Nuclearism does not remain confined to the nuclear establishment or the nuclear community. It introduces other psychopathologies in a society. For instance, as it seeps into public consciousness, it creates a new awareness of the transience of life. It forces people to live with the constant fear that, one day, a sudden war or accident might kill not only them, but also their children and grandchildren, and everybody they love. This awareness gradually creates a sense of the hollowness of life. For many, life is denuded of substantive meaning. The psychological numbing I have mentioned completes the picture. While the ordinary citizen leads an apparently normal life, he or she is constantly aware of the transience of such life and the risk of mega-death for the entire society. Often this finds expression in unnecessary or inexplicable violence in social life or in a more general, high state of anxiety and a variety of psychosomatic ailments. In other words, nuclearism begins to brutalise ordinary people and vitiates everyday life.

Studies by the likes of William Beardslee, J.E. Mach and Eleonora Masini show that these traits express themselves even in adolescents and children. Even children barely eight or 10 years old begin to live in what they consider to be a world without a future; they are fearful and anxious about their life, but unable to express that fear and anxiety directly, because in a nuclearised society the fear of nuclear death is made to look like an abnormal psychoneurotic state.

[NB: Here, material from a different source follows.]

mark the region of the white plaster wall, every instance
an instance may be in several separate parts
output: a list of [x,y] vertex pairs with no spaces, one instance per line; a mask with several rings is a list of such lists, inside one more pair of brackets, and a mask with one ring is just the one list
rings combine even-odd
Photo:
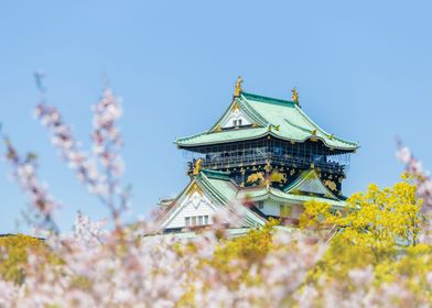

Many neurotics and psychotics at first look like charming eccentrics. To start with, nuclearism may appear a smart game and the partisans of nuclear weaponry may look like normal politicians, scholars, or defence experts. After all, the Nazi killers, too, were usually loving fathers, connoisseurs of good music, and honest citizens. However, beneath the facade lies a personality that is insecure, doubtful about one’s masculinity, fearful of the interpersonal world, and unable to love. The mindless violence such a personality anticipates or plans is a pathetic attempt to fight these inner feelings of emptiness, and the suspicion and the fear that one’s moral self might already be dead within. You father the unthinkable because you have already psychologically orphaned yourself. You make contingency plans to kill millions because you fear that your innermost core has already been cauterised against all normal feelings and human relations. Acquiring the power to inflict death on millions, and by living with the fantasy of that power, you pathetically try to get some confirmation that you are still alive. However, that confirmation never comes. For in the process of acquiring that power, you may not be dead physically, but you are already dead morally, socially and psychologically.

~Ashis Nandy is a renowned political psychologist, social theorist, and critic.